When a new business or potential companies transition from private to public ownership, it sells its shares of the stock for the first time to the public and the process it goes through is known as an initial public offering (IPO).

But even before a company goes public, it usually sets aside large blocks of shares to institutional and individual (retail) investors to help fasten the process to raise capital. The pre-IPO shares offer a popular way for private companies to raise capital in advance of a public offering.

What attracts people to invest in pre-IPO?

The seasoned investors and large private equity players find an opportunity to invest in such startup pre-IPOs as they can sell their shares for a much higher rate once the company goes public. These investors generate passive income through dividends over time. Also, pre-IPO investments are less likely to be affected by societal events, hence aren’t impacted by the fluctuations within the stock market, as shares are not yet made public.

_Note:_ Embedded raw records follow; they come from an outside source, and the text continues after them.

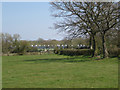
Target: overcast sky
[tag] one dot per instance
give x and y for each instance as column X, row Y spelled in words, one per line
column 30, row 20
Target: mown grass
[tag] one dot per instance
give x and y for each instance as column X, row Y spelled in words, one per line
column 57, row 71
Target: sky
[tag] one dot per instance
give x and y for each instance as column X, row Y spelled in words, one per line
column 31, row 20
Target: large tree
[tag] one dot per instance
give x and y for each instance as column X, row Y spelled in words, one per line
column 80, row 18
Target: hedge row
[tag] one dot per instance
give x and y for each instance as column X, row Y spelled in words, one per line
column 73, row 52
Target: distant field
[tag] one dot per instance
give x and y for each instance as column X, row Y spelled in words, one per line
column 56, row 71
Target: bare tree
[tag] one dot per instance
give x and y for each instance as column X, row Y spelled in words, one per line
column 80, row 18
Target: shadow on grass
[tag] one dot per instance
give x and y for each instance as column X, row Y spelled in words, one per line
column 72, row 59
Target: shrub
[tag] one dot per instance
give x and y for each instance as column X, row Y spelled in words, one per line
column 73, row 52
column 114, row 52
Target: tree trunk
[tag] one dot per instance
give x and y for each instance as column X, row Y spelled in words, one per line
column 105, row 52
column 94, row 45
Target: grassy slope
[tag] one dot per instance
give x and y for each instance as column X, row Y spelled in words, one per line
column 54, row 71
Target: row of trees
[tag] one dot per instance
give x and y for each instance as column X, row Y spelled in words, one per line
column 13, row 44
column 97, row 20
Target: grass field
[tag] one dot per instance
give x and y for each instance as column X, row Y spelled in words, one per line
column 57, row 71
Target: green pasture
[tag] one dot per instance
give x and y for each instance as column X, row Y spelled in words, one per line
column 57, row 71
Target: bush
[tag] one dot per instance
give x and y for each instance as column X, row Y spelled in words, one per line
column 114, row 52
column 73, row 52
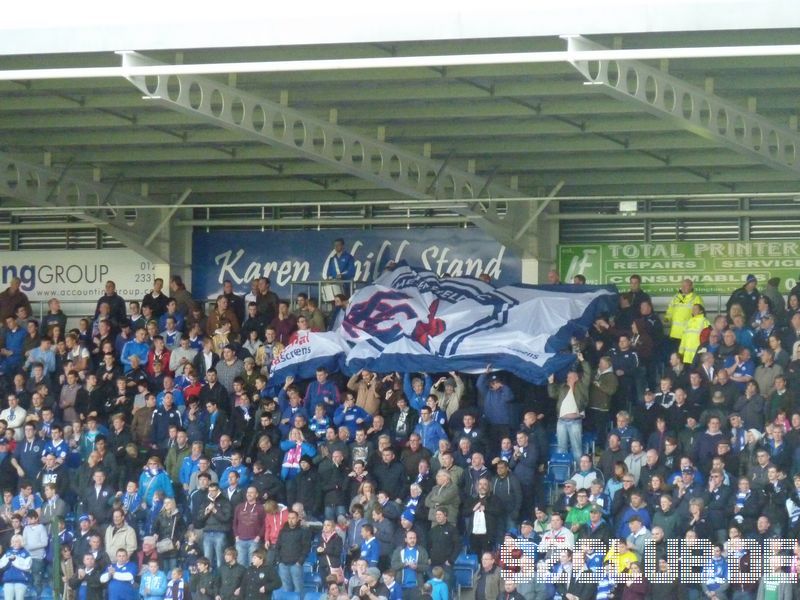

Reasons to jump on IPO investment

Futuristic approach

IPO investment is equivalent to equity investment. IPOs have a great potential to bring a lot of profits in the foreseeable future. Indian IPO market is growing rapidly and according to a study, in 2017, it has generated 11 billion through IPOs.


Generally, the investors cannot invest in the right share due to the lack of financial status availability of the company. While investing through Unlisted Assets, you get transparency of the price like the big investors and their networks do. They provide a list of the price of the securities in the IPO order. After the company is turned into an IPO then the share prices will highly depend on the market fluctuations. Unlike other platforms, Unlisted Assets safeguard your pre-IPO stock purchase and also provide safe escrow banking arrangements.